Unix - Text Processing with awk in UNIX

Introduction to awk

awk is one of the most powerful text-processing tools available in UNIX and Linux systems. It is designed for pattern scanning, data extraction, report generation, and text manipulation. The name "awk" comes from the surnames of its creators: Alfred Aho, Peter Weinberger, and Brian Kernighan.

Unlike simple commands such as grep, which only search for patterns, awk can search, extract, calculate, format, and generate reports from structured text data. It is particularly useful when working with tables, log files, CSV files, configuration files, and system-generated reports.

The basic strength of awk lies in its ability to process text line by line and divide each line into fields automatically.

How awk Works

When an awk command is executed, it performs the following steps:

  1. Reads input one line at a time.

  2. Splits each line into fields.

  3. Compares each line against specified patterns.

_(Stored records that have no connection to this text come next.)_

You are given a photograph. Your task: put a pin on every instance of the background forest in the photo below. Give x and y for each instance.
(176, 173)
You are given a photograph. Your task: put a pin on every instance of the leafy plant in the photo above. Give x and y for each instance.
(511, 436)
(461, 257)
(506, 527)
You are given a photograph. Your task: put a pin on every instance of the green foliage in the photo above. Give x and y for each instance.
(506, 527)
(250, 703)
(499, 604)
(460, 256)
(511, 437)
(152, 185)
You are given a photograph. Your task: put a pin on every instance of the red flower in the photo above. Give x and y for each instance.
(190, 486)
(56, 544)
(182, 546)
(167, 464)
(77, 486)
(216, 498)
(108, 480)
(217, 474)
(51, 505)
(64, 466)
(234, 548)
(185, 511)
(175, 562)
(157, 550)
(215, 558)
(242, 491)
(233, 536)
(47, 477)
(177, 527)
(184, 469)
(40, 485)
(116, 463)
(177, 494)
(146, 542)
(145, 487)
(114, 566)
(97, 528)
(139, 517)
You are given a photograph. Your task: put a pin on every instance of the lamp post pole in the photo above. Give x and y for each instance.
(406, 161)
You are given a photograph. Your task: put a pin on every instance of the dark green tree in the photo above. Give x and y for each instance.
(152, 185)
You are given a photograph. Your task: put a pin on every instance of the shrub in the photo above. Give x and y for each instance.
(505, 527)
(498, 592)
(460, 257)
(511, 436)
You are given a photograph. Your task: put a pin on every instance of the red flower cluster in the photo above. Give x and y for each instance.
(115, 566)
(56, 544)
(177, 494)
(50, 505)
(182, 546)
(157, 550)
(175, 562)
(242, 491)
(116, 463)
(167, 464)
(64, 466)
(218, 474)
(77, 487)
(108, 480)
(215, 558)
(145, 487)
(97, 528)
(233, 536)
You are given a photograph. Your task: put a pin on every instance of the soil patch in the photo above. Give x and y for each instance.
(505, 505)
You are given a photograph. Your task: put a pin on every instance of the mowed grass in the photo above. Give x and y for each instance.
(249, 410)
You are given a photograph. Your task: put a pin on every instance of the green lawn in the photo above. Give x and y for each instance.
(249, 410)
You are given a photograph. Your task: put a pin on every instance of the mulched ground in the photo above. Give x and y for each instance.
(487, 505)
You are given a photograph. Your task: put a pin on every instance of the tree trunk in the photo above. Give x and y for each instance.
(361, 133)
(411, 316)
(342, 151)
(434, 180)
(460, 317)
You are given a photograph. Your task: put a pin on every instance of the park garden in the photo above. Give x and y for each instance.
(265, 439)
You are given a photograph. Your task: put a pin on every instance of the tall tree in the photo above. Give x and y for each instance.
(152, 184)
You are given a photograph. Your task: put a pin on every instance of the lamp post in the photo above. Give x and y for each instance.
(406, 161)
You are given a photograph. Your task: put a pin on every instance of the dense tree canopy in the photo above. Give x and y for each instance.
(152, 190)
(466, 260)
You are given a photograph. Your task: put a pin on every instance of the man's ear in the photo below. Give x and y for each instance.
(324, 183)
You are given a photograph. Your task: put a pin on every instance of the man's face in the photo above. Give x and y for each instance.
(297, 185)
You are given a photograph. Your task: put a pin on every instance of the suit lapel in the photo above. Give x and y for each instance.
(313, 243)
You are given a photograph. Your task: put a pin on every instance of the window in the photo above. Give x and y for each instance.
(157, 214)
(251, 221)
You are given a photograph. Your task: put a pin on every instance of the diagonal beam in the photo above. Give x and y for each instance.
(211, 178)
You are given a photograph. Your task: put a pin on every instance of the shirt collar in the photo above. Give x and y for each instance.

  4. Executes actions when patterns match.

  5. Produces output according to the instructions.

For example, if a file contains:

John 25 Manager
Alice 30 Engineer
David 28 Analyst

Each line is treated as a record, and each word is treated as a field.

Field Number Value
$1 John
$2 25
$3 Manager

For the second line:

Field Number Value
$1 Alice
$2 30
$3 Engineer

Basic Syntax

The general syntax of awk is:

awk 'pattern { action }' filename

Where:

  • Pattern specifies the condition.

  • Action specifies what should be done.

  • Filename is the input file.

Example:

awk '{print $1}' employees.txt

Output:

John
Alice
David

This command prints only the first field from each line.

Understanding Records and Fields

In awk:

  • A record is a line of text.

  • A field is a column within that line.

Special variables include:

Variable Meaning
$0 Entire line
$1 First field
$2 Second field
$3 Third field
NF Number of fields
NR Record number
FS Field separator
OFS Output field separator

Example:

awk '{print $0}' employees.txt

Prints the entire line.

Example:

awk '{print NF}' employees.txt

Output:

3
3
3

This shows the number of fields in each record.

Printing Specific Fields

To print selected columns:

awk '{print $1, $3}' employees.txt

Output:

John Manager
Alice Engineer
David Analyst

This extracts only the name and designation columns.

Using Patterns

awk can process only those records that match a specific condition.

Example:

awk '$2 > 27' employees.txt

Output:

Alice 30 Engineer
David 28 Analyst

The condition checks whether the second field is greater than 27.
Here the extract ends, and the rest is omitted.